Acting Prime Minister Michael McCormack has told unemployed Aussies to turn off Netflix and get a job in regional areas.

The regional Australia Institute has identified 50,000 unfilled jobs in regional Australia, as a drop in temporary foreign workers due to COVID-19 saw more than $38m worth of fruit and vegetables rotting in Aussie farms.

Mr McCormack has told unemployed Aussies to go bush to fill the void, but shrugged off suggestions it was insulting to call the unemployed lounge lizards.

"I say to those people who perhaps have done reasonably well off JobSeeker, who may have earnt more than they could have dreamt of, it is perhaps time to turn the Stan and Netflix off to come to the regions (where) you can have a better life," he told Today.

Michael McCormack has urged unemployed Aussies to take up jobs in the regions. Picture: Sue Graham
Michael McCormack has urged unemployed Aussies to take up jobs in the regions. Picture: Sue Graham

He described fruit picking as "fun … (and) well-paying" but said there were a range of other jobs to fill, including at doctor's surgeries, in tourism and in hospitality.

Mr McCormack also refused to criticise Coalition backbencher George Christensen, who sparked controversy by peddling conspiracy theories over voter fraud in the US.

The posts were brought into focus after last week's deadly attack on Washington's Capitol building, as pro-Trump supporters violently attempted to prevent politicians from confirming Joe Biden's election win.

Speaking in Mr Christensen's Queensland electorate, the Nationals leader described him as "the voice of the north".

"George Christensen is a free spirit. While George might sometimes push the boundaries of controversy on social media he also sticks very much up for communities such as this one," he said.

Michael McCormack refused to criticise George Christensen (left) for peddling conspiracy theories. Picture: AAP Image/Mick Tsikas
Michael McCormack refused to criticise George Christensen (left) for peddling conspiracy theories. Picture: AAP Image/Mick Tsikas

"He supports all those job-creating activities through COVID. He is the voice of the north. He has been strident to ensure that people in his area has a job for the future.

"That is surely the number one thing that an MP should do and he has done it."

The Nationals leader also refused to walk back comments comparing the Capitol Hill attack with the Black Lives Matter (BLM) protests across the US last year, which he labelled "race riots".

The protests were sparked by the death of George Floyd at the hands of Minneapolis police, while the assault on Capitol Hill was widely seen as an attempt to overthrow a legitimate election.

The comparison sparked outrage among human rights groups, with Amnesty International demanded Mr McCormack be "condemned in the strongest terms".

"The Acting Prime Minister must immediately withdraw his deeply offensive comments that compared the violent attacks on the US Capitol to the historic and important Black Lives Matters movement that swept the world last year," Amnesty's International Indigenous rights lead Nolan Hunter said on Monday.

 

"To call the Black Lives Matters movement 'race riots' proves that the Acting Prime Minister ignored the incredibly important message that it shared."

But Mr McCormack said any form of violent protest was "abhorrent", regardless of its motivations.

"It involves violence, it involves destruction of property.
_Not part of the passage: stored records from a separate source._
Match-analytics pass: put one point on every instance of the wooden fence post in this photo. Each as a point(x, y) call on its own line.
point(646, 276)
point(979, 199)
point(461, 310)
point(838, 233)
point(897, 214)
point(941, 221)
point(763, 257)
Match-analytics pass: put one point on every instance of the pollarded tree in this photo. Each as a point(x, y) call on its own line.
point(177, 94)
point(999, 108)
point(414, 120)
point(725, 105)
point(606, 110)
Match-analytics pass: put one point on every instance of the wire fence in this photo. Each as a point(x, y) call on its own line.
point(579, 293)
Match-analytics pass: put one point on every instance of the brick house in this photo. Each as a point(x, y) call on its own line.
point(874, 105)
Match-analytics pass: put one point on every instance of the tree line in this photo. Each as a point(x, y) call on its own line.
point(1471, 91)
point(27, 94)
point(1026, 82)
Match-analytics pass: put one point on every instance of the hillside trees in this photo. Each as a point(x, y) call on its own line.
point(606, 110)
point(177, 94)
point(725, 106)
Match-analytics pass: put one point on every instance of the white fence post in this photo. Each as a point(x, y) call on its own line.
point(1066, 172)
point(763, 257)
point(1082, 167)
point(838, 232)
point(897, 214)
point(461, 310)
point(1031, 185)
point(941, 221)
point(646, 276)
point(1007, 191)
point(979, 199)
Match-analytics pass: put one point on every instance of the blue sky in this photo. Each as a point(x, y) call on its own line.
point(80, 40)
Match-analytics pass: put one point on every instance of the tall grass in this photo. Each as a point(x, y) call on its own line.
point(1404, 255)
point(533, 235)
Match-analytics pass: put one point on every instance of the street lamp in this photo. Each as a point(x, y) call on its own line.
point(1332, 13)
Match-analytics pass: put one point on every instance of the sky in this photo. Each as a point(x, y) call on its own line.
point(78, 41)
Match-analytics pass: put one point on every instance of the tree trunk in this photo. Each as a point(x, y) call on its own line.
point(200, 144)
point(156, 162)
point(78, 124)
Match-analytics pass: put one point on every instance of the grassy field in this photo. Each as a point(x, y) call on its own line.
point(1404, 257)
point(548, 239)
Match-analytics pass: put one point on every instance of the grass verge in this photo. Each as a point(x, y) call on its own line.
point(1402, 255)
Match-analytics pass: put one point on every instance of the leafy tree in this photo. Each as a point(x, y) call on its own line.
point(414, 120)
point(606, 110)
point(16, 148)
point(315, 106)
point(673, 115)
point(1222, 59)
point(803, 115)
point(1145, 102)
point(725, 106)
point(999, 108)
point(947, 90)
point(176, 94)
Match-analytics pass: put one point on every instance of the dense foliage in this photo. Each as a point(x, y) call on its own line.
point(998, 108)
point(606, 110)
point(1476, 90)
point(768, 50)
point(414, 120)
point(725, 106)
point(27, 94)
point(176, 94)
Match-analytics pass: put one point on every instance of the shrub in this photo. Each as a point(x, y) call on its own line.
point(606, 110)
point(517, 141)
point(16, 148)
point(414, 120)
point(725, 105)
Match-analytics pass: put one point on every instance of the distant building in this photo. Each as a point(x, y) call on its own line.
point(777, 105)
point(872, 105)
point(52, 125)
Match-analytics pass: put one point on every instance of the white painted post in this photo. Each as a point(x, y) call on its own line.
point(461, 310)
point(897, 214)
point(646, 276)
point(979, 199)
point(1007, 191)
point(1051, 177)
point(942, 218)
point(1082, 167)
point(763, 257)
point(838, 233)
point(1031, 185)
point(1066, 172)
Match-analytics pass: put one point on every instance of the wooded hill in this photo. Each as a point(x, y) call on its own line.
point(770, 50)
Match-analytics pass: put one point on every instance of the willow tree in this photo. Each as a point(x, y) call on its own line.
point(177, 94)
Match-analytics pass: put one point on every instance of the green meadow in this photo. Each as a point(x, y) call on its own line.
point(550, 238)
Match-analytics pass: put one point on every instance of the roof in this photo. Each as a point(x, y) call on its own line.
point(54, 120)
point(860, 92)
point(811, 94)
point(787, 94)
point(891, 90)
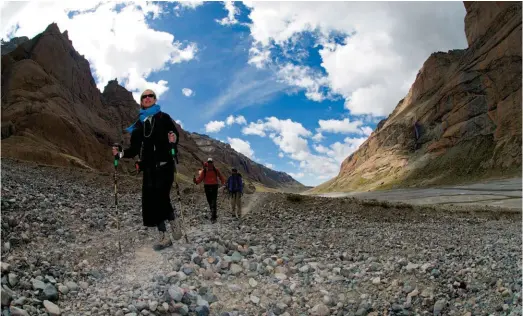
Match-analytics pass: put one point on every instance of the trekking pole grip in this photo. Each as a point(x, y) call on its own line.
point(117, 156)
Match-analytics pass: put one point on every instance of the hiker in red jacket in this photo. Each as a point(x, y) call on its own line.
point(210, 176)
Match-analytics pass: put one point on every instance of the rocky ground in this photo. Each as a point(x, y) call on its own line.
point(289, 255)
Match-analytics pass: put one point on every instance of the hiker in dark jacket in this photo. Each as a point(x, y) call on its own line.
point(235, 188)
point(210, 176)
point(152, 137)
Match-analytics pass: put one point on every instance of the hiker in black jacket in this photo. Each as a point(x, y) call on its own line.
point(152, 137)
point(235, 188)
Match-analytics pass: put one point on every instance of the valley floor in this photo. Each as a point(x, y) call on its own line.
point(504, 193)
point(289, 255)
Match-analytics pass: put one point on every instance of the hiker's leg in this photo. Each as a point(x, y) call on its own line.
point(208, 195)
point(161, 227)
point(233, 205)
point(163, 185)
point(214, 198)
point(239, 204)
point(149, 203)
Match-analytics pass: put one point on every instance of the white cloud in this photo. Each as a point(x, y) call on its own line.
point(366, 130)
point(240, 119)
point(241, 146)
point(118, 44)
point(370, 51)
point(187, 92)
point(297, 175)
point(193, 4)
point(305, 78)
point(214, 126)
point(344, 126)
point(259, 57)
point(318, 137)
point(232, 11)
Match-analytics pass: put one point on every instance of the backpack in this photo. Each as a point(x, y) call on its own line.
point(215, 172)
point(138, 163)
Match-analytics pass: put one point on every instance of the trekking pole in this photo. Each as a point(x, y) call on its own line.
point(116, 198)
point(182, 219)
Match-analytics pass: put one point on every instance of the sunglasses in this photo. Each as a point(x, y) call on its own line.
point(148, 95)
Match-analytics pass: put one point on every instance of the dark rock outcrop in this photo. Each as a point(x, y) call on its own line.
point(468, 107)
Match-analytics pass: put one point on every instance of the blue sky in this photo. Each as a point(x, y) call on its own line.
point(303, 84)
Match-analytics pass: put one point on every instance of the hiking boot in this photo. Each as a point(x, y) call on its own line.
point(176, 229)
point(163, 243)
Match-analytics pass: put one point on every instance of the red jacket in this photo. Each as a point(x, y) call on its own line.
point(210, 176)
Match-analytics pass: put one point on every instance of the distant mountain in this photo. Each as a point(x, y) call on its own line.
point(467, 104)
point(53, 113)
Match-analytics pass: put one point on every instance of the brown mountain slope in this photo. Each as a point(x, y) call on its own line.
point(468, 106)
point(53, 113)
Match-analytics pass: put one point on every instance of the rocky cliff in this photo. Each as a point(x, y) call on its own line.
point(461, 119)
point(53, 113)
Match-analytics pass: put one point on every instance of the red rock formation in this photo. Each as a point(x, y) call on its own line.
point(468, 105)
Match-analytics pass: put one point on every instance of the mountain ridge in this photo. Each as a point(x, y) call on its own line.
point(465, 106)
point(53, 113)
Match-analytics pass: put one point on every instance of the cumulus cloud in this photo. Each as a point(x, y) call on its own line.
point(370, 51)
point(297, 175)
point(114, 36)
point(214, 126)
point(241, 146)
point(366, 130)
point(187, 92)
point(232, 12)
point(318, 137)
point(292, 140)
point(240, 119)
point(344, 126)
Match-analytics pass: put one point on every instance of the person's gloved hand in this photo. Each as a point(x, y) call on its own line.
point(116, 151)
point(172, 137)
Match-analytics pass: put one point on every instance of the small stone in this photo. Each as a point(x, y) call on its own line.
point(176, 293)
point(63, 289)
point(50, 292)
point(38, 285)
point(6, 298)
point(181, 309)
point(5, 267)
point(304, 269)
point(13, 279)
point(153, 306)
point(438, 307)
point(51, 308)
point(236, 269)
point(72, 286)
point(15, 311)
point(280, 276)
point(411, 266)
point(320, 310)
point(202, 311)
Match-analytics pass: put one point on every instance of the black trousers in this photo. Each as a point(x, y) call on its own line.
point(211, 192)
point(156, 200)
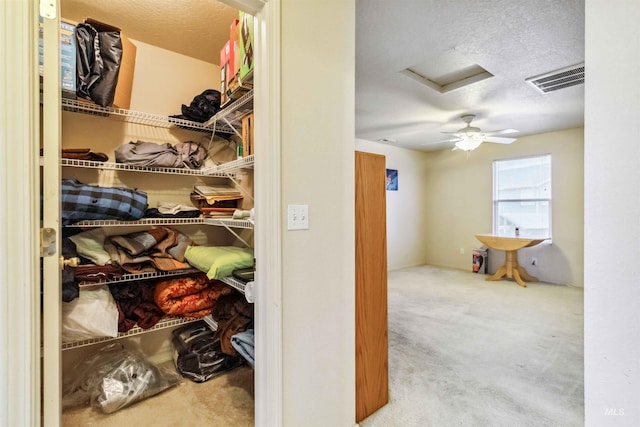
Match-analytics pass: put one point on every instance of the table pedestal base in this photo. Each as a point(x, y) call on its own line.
point(512, 270)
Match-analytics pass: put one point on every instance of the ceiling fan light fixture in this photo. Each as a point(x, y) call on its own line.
point(469, 143)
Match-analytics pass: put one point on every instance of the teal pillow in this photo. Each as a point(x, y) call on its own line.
point(219, 261)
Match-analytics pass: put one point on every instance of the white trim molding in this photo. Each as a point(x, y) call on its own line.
point(19, 216)
point(268, 241)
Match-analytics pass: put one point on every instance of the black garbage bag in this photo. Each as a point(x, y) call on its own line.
point(198, 355)
point(99, 54)
point(203, 106)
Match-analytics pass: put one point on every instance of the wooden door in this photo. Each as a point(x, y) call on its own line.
point(372, 379)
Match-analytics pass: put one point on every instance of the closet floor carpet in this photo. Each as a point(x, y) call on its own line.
point(226, 400)
point(467, 352)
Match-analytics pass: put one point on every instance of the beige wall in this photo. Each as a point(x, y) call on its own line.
point(612, 214)
point(459, 205)
point(159, 83)
point(318, 264)
point(406, 227)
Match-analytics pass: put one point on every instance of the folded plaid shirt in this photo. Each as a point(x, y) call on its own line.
point(88, 202)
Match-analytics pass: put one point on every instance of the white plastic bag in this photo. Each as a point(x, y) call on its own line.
point(93, 314)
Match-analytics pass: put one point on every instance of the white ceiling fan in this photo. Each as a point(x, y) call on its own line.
point(469, 138)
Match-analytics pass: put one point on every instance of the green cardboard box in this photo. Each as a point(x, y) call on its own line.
point(246, 44)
It involves deaths of people and any violence of that form is condemned," he said.

Twitter banned US President Donald Trump last week, arguing there was an ongoing risk he would use the platform to incite further violence.

Senior government ministers said on Monday they were troubled by the ban, and Mr McCormack claimed 102,000 Australian soldiers had died "so we could speak freely".

Twitter declined a request from the Australian government to remove a tweet by Chinese foreign ministry official Lijian Zhao, depicting an Australian soldier holding a knife to the neck of an Afghan child.

The tweet was in reference to the Brereton report, which found evidence Australian soldiers had committed 39 murders of Afghan civilians and prisoners.

Michael McCormack said it was ‘not right’ Twitter banned Donald Trump while allowing this image to remain available to the public. Picture: Twitter
Michael McCormack said it was ‘not right’ Twitter banned Donald Trump while allowing this image to remain available to the public. Picture: Twitter

Mr McCormack conceded it was a matter for Twitter as a private company, but said it was "not right" that the President's account had been removed while Zhao's tweet remained publicly available.

"To take a president's Twitter feed down, whilst at the same time allowing … a doctored image to remain on there of an Australian soldier, an Aussie digger no less, potentially looking like he is doing harm to a child. I mean really, that is not right," he said.